Aller au contenu

Projet de loi sur la diffusion continue en ligne

Projet de loi modificatif--Message des Communes--Motion d’adoption des amendements des Communes et de renonciation aux amendements du Sénat--Débat

26 avril 2023


L’honorable Julie Miville-Dechêne

Honorables sénateurs, je voulais vous dire, pour vous faire rire un peu, que c’était la première fois de ma vie que j’entendais citer mon nom aussi souvent. C’est extrêmement bon pour l’ego. Cependant, j’ai le sentiment d’avoir peut-être été un peu utilisée politiquement. Comme on dit, on ne peut pas être contre ceux qui appuient nos causes.
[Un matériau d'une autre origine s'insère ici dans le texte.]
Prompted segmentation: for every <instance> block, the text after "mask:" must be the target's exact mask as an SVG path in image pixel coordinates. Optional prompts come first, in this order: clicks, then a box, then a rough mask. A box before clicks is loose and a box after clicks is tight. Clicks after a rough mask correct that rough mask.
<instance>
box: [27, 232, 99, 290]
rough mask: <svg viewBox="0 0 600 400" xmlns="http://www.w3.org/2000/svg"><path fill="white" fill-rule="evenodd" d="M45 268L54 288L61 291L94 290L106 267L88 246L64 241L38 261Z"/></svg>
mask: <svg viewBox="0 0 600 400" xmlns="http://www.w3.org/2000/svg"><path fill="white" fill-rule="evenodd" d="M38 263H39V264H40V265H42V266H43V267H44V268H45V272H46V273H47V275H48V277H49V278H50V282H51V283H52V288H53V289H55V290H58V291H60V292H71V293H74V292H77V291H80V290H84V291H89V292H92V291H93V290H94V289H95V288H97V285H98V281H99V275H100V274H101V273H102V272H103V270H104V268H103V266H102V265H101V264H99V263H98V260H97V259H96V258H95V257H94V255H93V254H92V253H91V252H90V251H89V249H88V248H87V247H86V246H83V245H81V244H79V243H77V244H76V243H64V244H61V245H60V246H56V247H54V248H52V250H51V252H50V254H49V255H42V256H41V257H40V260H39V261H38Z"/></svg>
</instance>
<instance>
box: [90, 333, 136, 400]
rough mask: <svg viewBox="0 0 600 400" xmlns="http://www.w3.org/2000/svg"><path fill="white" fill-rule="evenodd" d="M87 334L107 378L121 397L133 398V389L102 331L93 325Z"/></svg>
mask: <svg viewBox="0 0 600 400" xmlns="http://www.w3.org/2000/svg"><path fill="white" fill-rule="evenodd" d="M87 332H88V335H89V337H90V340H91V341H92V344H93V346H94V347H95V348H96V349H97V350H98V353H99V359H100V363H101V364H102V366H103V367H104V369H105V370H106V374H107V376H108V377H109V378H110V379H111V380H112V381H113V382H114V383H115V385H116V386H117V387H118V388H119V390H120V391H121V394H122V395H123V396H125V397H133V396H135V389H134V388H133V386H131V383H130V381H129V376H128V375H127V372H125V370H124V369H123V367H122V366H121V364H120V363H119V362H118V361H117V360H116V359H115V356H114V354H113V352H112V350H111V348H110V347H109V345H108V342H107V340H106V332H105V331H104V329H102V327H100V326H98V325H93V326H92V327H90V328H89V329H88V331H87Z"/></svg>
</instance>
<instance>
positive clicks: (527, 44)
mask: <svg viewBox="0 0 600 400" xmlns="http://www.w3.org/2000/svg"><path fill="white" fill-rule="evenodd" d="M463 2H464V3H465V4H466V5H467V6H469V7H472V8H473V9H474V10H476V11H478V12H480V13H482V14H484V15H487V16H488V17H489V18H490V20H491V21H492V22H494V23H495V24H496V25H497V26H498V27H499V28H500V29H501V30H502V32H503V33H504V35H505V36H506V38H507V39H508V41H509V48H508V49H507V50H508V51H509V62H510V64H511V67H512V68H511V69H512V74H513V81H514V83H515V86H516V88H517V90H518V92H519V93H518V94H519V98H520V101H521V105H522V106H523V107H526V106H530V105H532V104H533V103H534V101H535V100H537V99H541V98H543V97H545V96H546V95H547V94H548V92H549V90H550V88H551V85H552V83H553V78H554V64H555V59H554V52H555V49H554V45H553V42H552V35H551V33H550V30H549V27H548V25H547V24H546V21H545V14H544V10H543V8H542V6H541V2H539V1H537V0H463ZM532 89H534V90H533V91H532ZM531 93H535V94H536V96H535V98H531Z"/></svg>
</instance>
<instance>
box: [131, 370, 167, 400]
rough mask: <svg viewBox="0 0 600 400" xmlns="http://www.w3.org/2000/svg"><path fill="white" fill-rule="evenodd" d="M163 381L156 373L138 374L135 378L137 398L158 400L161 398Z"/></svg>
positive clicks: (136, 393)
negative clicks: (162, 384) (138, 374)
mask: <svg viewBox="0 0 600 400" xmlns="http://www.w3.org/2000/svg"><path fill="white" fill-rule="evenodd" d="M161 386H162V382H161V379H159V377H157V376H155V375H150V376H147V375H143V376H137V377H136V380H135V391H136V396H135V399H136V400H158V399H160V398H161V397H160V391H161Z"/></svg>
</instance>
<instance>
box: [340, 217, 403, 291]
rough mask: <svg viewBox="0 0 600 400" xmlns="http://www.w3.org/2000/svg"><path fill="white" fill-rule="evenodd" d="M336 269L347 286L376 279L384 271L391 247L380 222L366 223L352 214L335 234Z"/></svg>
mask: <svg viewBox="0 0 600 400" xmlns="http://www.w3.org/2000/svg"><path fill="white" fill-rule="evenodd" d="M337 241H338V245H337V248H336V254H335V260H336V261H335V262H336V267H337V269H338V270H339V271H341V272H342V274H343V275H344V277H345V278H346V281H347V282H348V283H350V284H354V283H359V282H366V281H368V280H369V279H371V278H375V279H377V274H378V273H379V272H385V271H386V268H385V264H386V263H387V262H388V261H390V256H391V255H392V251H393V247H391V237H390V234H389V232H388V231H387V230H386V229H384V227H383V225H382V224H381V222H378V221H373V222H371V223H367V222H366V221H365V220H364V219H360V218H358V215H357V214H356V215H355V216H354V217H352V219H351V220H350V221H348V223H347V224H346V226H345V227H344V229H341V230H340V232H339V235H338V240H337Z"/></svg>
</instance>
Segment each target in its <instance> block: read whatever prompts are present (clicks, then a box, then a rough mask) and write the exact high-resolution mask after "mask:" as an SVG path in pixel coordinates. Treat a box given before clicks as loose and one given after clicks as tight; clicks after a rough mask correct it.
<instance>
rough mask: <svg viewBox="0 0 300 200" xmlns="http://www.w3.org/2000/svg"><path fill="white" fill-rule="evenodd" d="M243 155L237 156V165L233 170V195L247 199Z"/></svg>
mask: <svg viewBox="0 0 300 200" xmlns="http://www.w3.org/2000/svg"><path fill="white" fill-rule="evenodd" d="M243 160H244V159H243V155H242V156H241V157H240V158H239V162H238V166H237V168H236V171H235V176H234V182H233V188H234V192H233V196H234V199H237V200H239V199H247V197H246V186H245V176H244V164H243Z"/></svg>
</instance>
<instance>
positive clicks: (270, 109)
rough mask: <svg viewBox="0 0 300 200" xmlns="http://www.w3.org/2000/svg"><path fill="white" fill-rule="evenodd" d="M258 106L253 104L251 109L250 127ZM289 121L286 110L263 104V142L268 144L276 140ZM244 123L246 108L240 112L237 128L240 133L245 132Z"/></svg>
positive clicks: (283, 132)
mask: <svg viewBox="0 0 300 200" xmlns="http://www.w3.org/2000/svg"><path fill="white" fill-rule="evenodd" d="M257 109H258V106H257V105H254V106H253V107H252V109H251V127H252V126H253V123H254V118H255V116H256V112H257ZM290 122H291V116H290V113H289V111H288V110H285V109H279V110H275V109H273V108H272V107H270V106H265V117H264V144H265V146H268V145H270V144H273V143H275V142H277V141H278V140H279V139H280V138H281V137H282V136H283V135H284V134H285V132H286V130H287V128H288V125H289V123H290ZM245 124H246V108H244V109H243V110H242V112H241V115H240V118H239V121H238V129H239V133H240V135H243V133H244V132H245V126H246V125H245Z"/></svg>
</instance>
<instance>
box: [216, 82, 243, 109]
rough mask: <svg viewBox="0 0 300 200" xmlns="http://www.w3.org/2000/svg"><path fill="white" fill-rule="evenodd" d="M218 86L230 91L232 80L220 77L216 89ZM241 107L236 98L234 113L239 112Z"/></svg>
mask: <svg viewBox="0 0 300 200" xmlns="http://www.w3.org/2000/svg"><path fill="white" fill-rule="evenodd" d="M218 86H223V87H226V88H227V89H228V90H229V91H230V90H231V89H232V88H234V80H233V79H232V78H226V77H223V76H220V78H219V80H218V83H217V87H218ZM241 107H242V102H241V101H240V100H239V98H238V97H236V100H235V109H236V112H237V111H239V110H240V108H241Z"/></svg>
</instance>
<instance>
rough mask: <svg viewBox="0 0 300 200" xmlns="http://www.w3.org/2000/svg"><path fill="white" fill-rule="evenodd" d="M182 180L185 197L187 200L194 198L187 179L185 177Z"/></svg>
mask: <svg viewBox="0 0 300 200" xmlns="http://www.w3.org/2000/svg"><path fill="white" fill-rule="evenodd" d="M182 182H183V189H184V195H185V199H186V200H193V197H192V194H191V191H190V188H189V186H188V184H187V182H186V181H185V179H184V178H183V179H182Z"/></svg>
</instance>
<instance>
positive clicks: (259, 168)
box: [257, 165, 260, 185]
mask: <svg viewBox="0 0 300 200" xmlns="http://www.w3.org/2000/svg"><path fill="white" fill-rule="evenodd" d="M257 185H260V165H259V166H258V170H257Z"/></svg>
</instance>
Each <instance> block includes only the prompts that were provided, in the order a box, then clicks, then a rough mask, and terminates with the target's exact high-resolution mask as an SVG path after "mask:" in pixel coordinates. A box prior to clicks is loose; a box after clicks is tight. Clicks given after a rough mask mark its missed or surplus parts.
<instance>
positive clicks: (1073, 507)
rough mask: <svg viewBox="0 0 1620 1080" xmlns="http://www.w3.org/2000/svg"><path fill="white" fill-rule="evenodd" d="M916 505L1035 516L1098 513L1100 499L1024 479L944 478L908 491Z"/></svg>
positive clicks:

Je prends la parole dans ce marathon d’interventions non pas pour allonger le débat, mais pour faire quelques remarques que je juge nécessaires. Certaines me concernent, d’autres sont plus générales.

Je dirai quelques mots d’abord sur la motion de clôture et la limite de six heures au débat sur le message reçu de la Chambre des communes concernant le projet de loi C-11.

En théorie, personne n’aime court-circuiter le débat, surtout au Sénat, où la nouvelle réalité non partisane devrait rendre ces procédures inutiles.

Dans la réalité, il arrive que ces mesures soient inévitables, soit quand tous les débats de substance ont été tenus, quand toutes les perspectives ont été entendues, quand tous les arguments ont été formulés, quand toutes les objections ont été signifiées.

Dans ces cas, quand il ne reste que l’obstruction, quand bien même les opposants à un projet de loi ne prétendent pas qu’il devrait être étudié davantage, je pense qu’il nous incombe de mettre fin à des échanges devenus stériles et de passer au vote. Vous m’excuserez de ne pas accorder beaucoup de valeur politique à l’utilisation des longues cloches, au déploiement des tactiques procédurales et aux insinuations partisanes.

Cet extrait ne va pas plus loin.